Dimanche, il fait déjà chaud quand nous commençons à replier les tentes, les matelas et les sacs de couchage. Nelly et Xavier prennent leur temps, eux qui, dans leur métier d’avocat lyonnais, mènent des vies trépidantes et trouvent à portée de main toutes les nourritures amicales, intellectuelles, artistiques ou bien encore sportives dont ils ont besoin. Nous nous embrassons et réfléchissons déjà aux prochaines retrouvailles: l’île-Tudy à la Toussaint? Une marche avec des ânes dans le Cantal? Les amitiés ont besoin de vrais temps de partage pour continuer à grandir.
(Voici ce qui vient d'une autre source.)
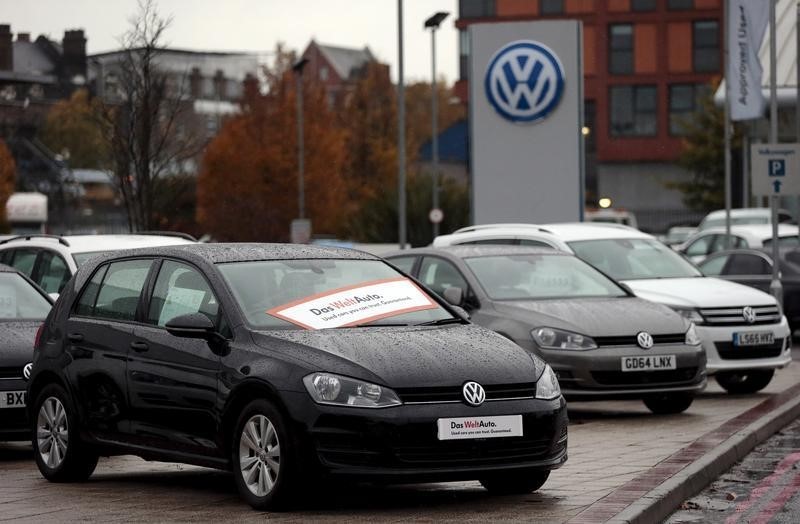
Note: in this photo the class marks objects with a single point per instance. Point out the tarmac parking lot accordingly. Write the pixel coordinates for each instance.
(613, 446)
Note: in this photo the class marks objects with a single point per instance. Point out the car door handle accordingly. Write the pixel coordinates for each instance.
(139, 346)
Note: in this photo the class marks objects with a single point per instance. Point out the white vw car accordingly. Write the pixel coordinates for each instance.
(744, 333)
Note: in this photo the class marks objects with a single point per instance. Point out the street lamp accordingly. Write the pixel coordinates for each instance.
(301, 197)
(436, 216)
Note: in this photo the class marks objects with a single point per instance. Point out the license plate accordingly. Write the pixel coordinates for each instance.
(480, 427)
(12, 399)
(753, 338)
(649, 363)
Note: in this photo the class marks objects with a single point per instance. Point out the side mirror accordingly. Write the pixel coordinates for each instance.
(193, 325)
(454, 296)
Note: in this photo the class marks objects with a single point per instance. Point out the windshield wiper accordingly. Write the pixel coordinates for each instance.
(442, 322)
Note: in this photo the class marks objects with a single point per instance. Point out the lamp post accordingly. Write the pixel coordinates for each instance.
(433, 23)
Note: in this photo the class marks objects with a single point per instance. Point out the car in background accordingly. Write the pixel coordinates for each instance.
(714, 239)
(747, 215)
(602, 341)
(51, 260)
(285, 364)
(23, 308)
(753, 267)
(744, 334)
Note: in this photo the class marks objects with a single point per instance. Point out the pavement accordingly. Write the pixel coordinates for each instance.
(625, 465)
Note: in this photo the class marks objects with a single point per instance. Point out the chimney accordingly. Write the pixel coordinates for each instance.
(6, 49)
(74, 58)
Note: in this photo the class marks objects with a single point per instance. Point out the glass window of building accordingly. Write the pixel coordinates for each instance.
(620, 52)
(633, 110)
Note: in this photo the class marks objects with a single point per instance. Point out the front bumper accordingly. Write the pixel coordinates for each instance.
(597, 373)
(400, 444)
(722, 355)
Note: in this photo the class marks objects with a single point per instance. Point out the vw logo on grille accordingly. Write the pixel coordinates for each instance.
(644, 339)
(473, 393)
(524, 81)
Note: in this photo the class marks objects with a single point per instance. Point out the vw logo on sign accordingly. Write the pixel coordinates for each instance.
(524, 81)
(645, 340)
(473, 393)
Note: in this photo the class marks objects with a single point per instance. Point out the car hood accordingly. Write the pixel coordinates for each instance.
(409, 356)
(596, 317)
(699, 292)
(16, 342)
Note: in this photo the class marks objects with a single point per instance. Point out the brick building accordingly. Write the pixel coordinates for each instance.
(645, 64)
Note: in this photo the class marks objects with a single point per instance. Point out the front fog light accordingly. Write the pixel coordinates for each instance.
(547, 387)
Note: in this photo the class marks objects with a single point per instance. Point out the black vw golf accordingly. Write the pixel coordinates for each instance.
(285, 364)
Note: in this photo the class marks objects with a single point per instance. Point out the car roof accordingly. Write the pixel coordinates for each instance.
(478, 250)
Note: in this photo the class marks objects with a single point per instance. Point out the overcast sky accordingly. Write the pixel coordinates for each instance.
(256, 26)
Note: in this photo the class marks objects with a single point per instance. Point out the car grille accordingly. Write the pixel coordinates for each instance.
(11, 372)
(678, 338)
(649, 378)
(728, 351)
(416, 445)
(454, 393)
(732, 316)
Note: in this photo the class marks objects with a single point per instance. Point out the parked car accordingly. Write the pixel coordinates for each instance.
(285, 364)
(744, 334)
(50, 260)
(602, 342)
(23, 307)
(741, 216)
(753, 267)
(714, 239)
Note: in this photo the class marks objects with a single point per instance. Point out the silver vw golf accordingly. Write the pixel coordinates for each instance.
(601, 340)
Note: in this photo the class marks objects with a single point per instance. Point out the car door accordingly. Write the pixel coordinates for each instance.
(172, 382)
(99, 332)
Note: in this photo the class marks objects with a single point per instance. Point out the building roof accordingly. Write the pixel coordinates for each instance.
(345, 59)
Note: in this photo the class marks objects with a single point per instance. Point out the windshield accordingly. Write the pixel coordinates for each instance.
(533, 277)
(316, 294)
(19, 300)
(634, 258)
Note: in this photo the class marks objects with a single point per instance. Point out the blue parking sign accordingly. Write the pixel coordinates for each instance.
(777, 167)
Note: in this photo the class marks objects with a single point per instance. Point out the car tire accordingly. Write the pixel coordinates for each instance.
(745, 381)
(669, 403)
(265, 460)
(515, 483)
(60, 454)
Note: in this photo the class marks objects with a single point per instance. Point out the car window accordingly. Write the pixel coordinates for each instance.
(404, 264)
(713, 266)
(181, 289)
(439, 274)
(745, 264)
(20, 300)
(53, 272)
(24, 260)
(119, 293)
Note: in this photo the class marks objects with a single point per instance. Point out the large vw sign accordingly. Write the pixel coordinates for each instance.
(524, 81)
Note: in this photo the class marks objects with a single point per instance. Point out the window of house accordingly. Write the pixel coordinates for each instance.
(705, 46)
(633, 110)
(620, 52)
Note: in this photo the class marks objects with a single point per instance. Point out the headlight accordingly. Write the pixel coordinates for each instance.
(692, 339)
(690, 314)
(327, 388)
(550, 338)
(547, 386)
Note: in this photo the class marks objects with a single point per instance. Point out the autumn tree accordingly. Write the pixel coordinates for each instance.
(247, 187)
(8, 175)
(73, 126)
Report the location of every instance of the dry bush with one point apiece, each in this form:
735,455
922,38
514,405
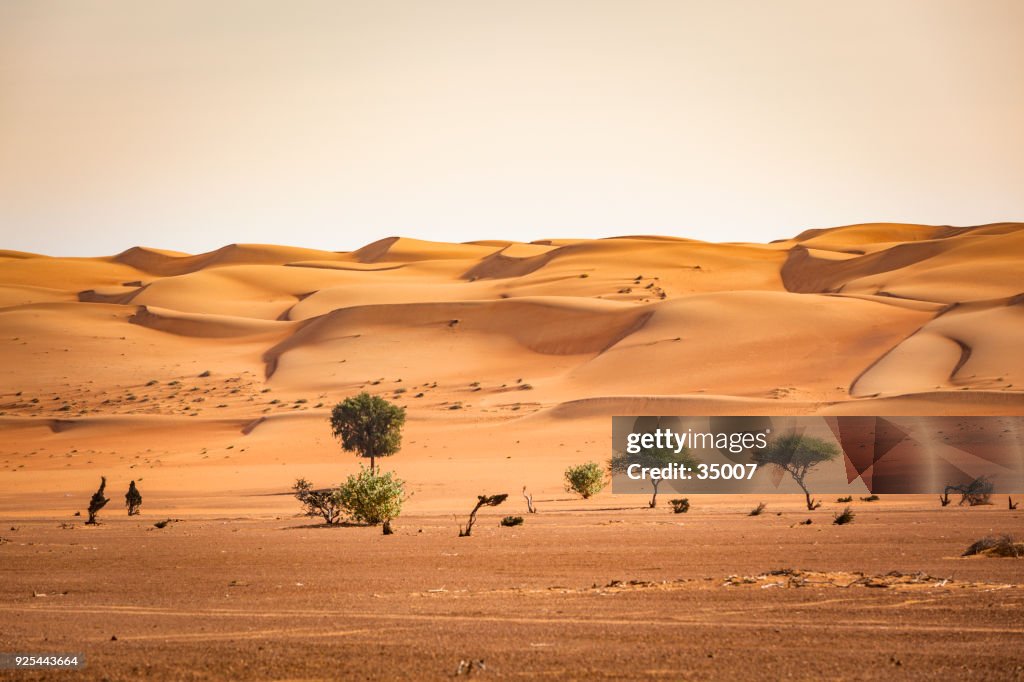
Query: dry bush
680,506
1004,546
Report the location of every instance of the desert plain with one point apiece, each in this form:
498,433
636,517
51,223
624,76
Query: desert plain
209,379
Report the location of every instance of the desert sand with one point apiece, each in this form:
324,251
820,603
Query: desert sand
209,379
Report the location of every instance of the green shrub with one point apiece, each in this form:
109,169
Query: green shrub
585,479
317,503
680,506
844,517
372,498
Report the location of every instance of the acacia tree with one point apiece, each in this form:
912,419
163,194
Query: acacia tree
798,455
133,500
369,426
652,458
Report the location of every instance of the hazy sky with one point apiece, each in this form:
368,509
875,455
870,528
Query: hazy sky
190,125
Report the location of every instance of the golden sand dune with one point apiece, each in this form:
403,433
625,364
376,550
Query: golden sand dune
223,366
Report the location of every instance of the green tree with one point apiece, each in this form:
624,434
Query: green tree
585,479
652,458
369,426
798,455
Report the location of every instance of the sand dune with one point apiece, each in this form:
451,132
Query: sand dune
201,372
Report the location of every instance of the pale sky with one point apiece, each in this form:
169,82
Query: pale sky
188,125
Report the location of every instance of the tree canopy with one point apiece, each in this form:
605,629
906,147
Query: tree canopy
369,426
798,455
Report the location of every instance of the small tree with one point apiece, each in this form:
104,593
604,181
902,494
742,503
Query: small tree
369,426
585,479
977,492
481,501
324,503
373,498
652,458
133,500
97,502
798,455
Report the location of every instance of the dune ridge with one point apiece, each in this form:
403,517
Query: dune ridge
172,364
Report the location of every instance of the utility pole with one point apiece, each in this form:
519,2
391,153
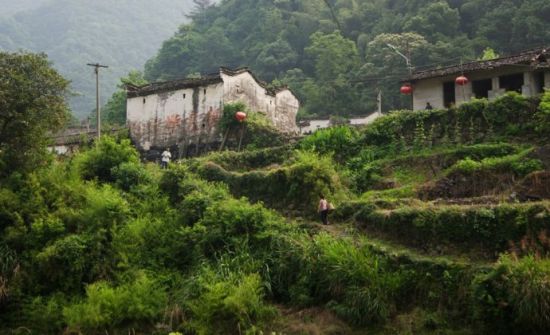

J’aurais voulu aller au Clos Lucé à Amboise et voir l’exposition consacrée à Léonard de Vinci. Nos amis l’ont vue à Venise voici plus de deux ans. Mais il y aura beaucoup trop de monde. Nous nous arrêtons au château de Villesabin. Construit pour Jean le Breton, secrétaire des finances de François Ier, il lui servira de « point de chute » pour surveiller les travaux du château de Chambord. J’espérais y découvrir le colombier mais il est en restauration et voir le musée du mariage, exceptionnellement fermé car le Lions Club organise un évènement autour de vieilles voitures anglaises. La visite tourne court. Nous rentrons et arrivons à la maison alors que le thermomètre affiche 35 degrés. Les enfants enfilent leur maillot et vont se rafraîchir. Fantôme est ravi de nous retrouver. Céleste lui donne sa douche annuelle.

Mardi, le vent fait onduler les champs verts. On nous a prédit de l’orage. Christophe, charpentier de profession, a déroulé sur la partie du toit correspondant à mon bureau une bâche verte. Des tuiles sont à changer et il est possible que la pluie ait endommagé la laine de verre. Depuis hier, j’explique à mes patients pourquoi il règne dans le cabinet une ambiance de catacombes ou de confessionnal, un climat propice aux confidences et à la détente. Avec le vent, la toile crisse et gémit comme un vieux gréement. Ar Men, c’est le nom de l’endroit où j’exerce.

Anne-Lorraine Guillou-Brunner

2 commentaires sur “Chronique d’une ascension tourangelle

    1. Louis avait été au Clos Lucé avec sa classe en CP et il avait été ravi de manipuler les machines. Il y avait beaucoup trop de monde dans tous les châteaux de la Loire pour que les visites soient agréables et profitables. A Chaumont et à Beauval, c’était vraiment pénible!